# Property calculations

The RDKit allows for the calculation of several quantitative chemical properties. These in turn can be used as parameters for machine learning. 
The scripts below use the RDKit to calculate properties for all of the chemicals labeled in the [descriptor_clustering](descriptor_clustering.ipynb) notebook. 

In [1]:
import os.path as path
import pickle

# Load merged FEMA-JECFA database
BASE_DATA_PATH = path.join(path.expanduser('~'),
                           'Dropbox',
                           'bymt',
                           'data_dumps',
                           'chem_project')

labeled_chemicals_path = path.join(BASE_DATA_PATH,
                                  'descriptor_clustering',
                                  'labeled_chemicals.pkl')
with open(labeled_chemicals_path, 'rb') as f:
    labeled_chemicals = pickle.load(f)
    
DATA_PATH = path.join(BASE_DATA_PATH, 'property_calculations')

In [2]:
from rdkit.Chem import Descriptors
import types

functions = [(a, Descriptors.__dict__.get(a)) for a in dir(Descriptors)\
             if isinstance(Descriptors.__dict__.get(a), types.FunctionType)]

to_remove = ['_isCallable', '_setupDescriptors', '_test', '_ChargeDescriptors']

functions = [tup for tup in functions if tup[0] not in to_remove]

print(len(functions))

206


In [3]:
from copy import deepcopy

def property_calculator(dicto_list, function_list):
    """
    Applies functions in the function list to rdkit molecules in the chemical dictionaries
    in dicto_list
    
    dicto_list should have dictos with an 'rdkit mol' value
    function_list is a list of tuples with:
    -tup[0] = function name
    -tup[1] = callable function
    
    returns: copy of dicto_list with calculated properties added to each dicto
    """
    new_list = deepcopy(dicto_list)
    for dicto in new_list:
        mol = dicto.get('rdkit mol')
        for function in functions:
            try:
                dicto[function[0]] = function[1](mol)
            except:
                dicto[function[0]] = 'NaN'
    return new_list         

In [4]:
propertied_chemicals = property_calculator(labeled_chemicals, functions)

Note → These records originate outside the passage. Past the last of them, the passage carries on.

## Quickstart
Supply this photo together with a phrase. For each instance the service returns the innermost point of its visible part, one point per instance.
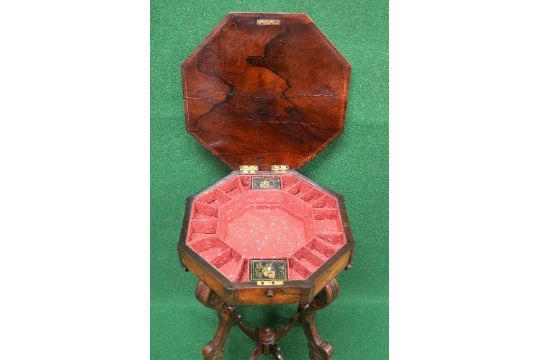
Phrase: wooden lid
(265, 89)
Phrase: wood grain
(265, 94)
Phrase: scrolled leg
(214, 350)
(318, 348)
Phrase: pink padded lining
(231, 224)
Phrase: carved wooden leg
(274, 350)
(214, 350)
(256, 353)
(318, 348)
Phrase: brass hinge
(249, 169)
(279, 168)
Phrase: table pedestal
(266, 338)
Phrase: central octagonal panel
(266, 232)
(295, 220)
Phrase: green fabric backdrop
(356, 165)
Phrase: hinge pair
(253, 169)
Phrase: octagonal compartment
(232, 223)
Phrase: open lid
(265, 89)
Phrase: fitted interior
(299, 222)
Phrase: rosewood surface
(265, 89)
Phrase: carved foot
(214, 350)
(318, 349)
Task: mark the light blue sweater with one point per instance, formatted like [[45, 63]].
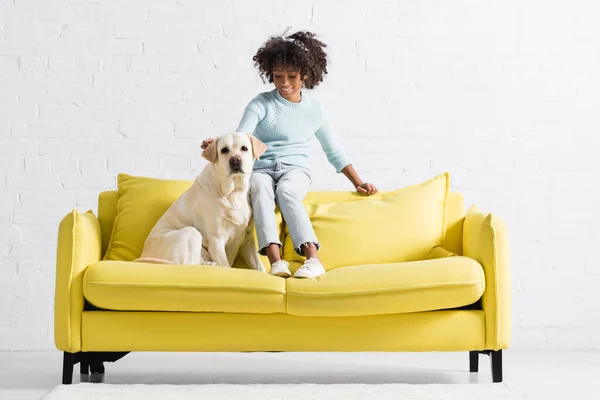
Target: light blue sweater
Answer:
[[288, 128]]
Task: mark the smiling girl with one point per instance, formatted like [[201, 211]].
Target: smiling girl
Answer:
[[287, 119]]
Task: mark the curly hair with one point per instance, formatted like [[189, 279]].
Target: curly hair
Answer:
[[300, 52]]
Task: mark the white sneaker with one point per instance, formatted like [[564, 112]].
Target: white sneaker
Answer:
[[281, 268], [311, 269]]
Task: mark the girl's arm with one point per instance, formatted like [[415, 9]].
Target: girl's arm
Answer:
[[338, 158], [253, 113], [361, 187]]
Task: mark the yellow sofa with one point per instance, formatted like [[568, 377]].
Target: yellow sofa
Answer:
[[456, 297]]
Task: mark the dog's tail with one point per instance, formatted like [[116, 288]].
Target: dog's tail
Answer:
[[154, 260]]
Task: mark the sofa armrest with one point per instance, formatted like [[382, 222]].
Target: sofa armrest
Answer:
[[79, 245], [485, 239]]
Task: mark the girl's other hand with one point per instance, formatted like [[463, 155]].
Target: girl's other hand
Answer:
[[206, 143], [366, 189]]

Convert `propertied_chemicals` dictionary into a numpy array usable by sklearn.

In [5]:
import numpy as np

function_keys = ['label']
function_keys += [tup[0] for tup in functions]
print (function_keys[:5])

['label', 'Asphericity', 'BalabanJ', 'BertzCT', 'Chi0']


In [6]:
def array_maker(dicto_list, key_list):
    """
    Converts the chemicals in dicto_list into a numpy array based on the 
    keys listed in key_list
    """
    array_list = []
    for dicto in dicto_list:
        temp_list = []
        for key in key_list:
            temp_list.append(dicto.get(key, 'NaN'))
        
        temp_list = np.array(temp_list).astype(np.float32)
        temp_list = temp_list[None,:]
        array_list.append(temp_list)
    final = np.concatenate(array_list, axis=0)
    return final

In [7]:
property_array = array_maker(propertied_chemicals, function_keys)

Save `property_array` to use for model training. Note that the first column has the labels for each chemical as determined in [descriptor_clustering](descriptor_clustering.ipynb).

In [9]:
property_array_path = path.join(DATA_PATH, 'property_array.pkl')

with open(property_array_path, 'wb') as f:
    pickle.dump(property_array, f, protocol=pickle.HIGHEST_PROTOCOL)

function_keys_path = path.join(DATA_PATH, 'function_keys.pkl')
with open(function_keys_path, 'wb') as g:
    pickle.dump(function_keys, g, protocol=pickle.HIGHEST_PROTOCOL)